DP Studio - Le 4004 Bias Cut Skirt Line Drawings

Blooma Tanks and Max Tee - I talked about being in the hunt for tanks tops, its one of those things I don’t even THINK about making because they are so inexpensive… but not any more! At $30 a pop that’s not in the budget when I can make something for a lot less using patterns and 1 yard of fabric. Or hack the living daylights out of it…. that Max Tee can be hacked into a long dress, a v-neck top (heck out the picture below from Banana Republic). It’s a great pattern and a tried and true. The budget for a tank top is $18 with pattern and fabric included. I made a video last week, and I gave you lots of options for tank tops. So that $18 is a pretty darn good budget.
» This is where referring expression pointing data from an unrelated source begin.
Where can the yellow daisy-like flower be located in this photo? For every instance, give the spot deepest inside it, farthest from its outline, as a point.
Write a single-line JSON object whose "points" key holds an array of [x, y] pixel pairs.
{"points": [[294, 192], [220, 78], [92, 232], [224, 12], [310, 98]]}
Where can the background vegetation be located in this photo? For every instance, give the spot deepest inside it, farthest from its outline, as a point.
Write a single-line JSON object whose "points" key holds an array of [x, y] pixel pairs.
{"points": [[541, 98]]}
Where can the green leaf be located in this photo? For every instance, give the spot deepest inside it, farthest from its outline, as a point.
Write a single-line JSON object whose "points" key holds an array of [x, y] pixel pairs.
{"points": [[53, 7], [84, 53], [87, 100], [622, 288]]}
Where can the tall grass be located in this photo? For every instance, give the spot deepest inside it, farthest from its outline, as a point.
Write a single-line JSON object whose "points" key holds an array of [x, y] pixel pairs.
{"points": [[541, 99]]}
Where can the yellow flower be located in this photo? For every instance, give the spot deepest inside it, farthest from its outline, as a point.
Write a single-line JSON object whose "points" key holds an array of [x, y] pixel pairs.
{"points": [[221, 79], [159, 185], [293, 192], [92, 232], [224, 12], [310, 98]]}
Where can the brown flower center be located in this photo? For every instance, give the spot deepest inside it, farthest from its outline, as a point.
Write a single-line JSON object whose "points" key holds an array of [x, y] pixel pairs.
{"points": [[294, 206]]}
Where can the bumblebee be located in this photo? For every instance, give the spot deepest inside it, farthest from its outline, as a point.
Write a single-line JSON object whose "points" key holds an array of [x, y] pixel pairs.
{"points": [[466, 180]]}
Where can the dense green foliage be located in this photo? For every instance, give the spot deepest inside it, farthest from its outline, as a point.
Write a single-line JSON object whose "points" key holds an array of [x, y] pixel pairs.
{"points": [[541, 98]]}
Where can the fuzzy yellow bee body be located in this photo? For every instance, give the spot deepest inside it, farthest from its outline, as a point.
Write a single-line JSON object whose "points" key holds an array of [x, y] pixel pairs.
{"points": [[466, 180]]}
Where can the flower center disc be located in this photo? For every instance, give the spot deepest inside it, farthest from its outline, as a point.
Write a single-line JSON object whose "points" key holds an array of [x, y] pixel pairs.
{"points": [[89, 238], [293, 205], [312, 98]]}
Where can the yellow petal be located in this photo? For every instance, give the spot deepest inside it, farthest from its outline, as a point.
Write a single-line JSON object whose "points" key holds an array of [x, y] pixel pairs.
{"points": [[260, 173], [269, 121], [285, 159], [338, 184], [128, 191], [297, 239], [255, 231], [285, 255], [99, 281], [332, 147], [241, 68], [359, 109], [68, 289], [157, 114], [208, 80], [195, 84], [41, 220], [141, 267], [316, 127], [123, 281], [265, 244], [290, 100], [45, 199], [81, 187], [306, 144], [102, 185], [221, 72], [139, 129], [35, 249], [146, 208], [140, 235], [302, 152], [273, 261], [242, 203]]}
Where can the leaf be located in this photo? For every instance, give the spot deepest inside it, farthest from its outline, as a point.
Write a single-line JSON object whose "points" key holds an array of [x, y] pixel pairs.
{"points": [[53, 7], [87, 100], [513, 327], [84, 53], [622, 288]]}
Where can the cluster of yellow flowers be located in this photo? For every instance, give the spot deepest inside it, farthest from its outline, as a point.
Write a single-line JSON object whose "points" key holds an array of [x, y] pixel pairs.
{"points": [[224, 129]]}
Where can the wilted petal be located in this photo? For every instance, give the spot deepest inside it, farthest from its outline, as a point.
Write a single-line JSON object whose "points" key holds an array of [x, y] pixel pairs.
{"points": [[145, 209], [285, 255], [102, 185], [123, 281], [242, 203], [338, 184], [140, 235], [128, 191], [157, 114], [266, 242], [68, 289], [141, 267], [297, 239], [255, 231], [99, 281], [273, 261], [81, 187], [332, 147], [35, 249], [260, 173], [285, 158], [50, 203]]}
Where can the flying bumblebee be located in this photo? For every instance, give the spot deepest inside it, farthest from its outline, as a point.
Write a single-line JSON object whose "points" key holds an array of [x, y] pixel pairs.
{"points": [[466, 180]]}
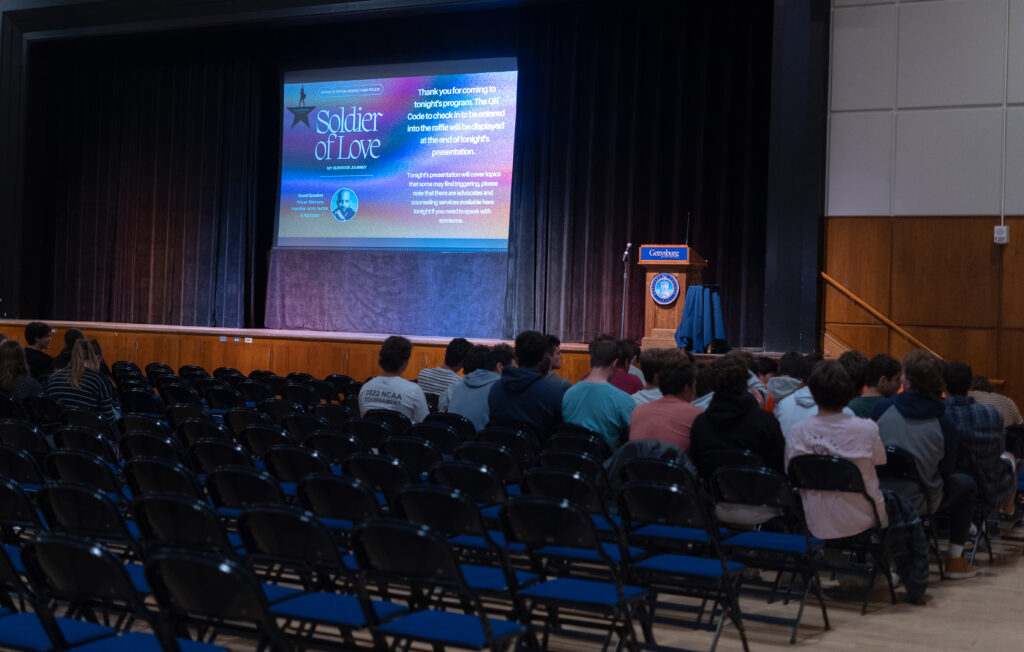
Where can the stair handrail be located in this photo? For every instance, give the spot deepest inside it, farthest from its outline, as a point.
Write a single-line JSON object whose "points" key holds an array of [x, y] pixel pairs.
{"points": [[878, 315]]}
You can splurge on your fabric if you use a Big Four pattern.

I will be using remnants and leftover fabric that I have around here… or reusing knit dresses that I know I will not use…. Remember that Tilly and the Buttons Dress that didn’t have quite the outcome I was expecting…. yeahhh! Back to the drawing board, that fabric is too good to go to waste.

Max tee from Chalk & Notch

Blooma Tank from Paradise Patterns

Vogue's V1859- It is a long dress with shorter sleeves (I may be extending those just a touch), but first I have to do a muslin on this one to make sure I like the fit and how it looks. I have been looking for fabric for this pattern for quite some time. Ever since it came out. Would love to find some of Rachel Comey’s dead stock fabric but alas it might not be meant to be (right now!) maybe later on I will find it.

Vogue V1859

I got this fabric from fabric.com, it is a Cambray Herringbone in a coral hue, would love for it to be darker but its lightweight enough for the summer and 100% cotton and right now I want to make sure it doesn’t get too hot for the summer.

And that’s it for this month. If I get to it I will make a pair of Lander Shorts by True Bias, but let’s not get ahead of myself. I already have a pair of Dani Shorts from True Bias and a pair of Pietra Pants from Closet Core Patterns. I have this navy blue stretch twill remnant that has been in my stash for a good 2 years. I downloaded the pattern and lets see if I get to it. There is no such things as too many shorts, especially when the weather is about to turn hot on you, like it always does. I suppose that’s why they call it summer after all.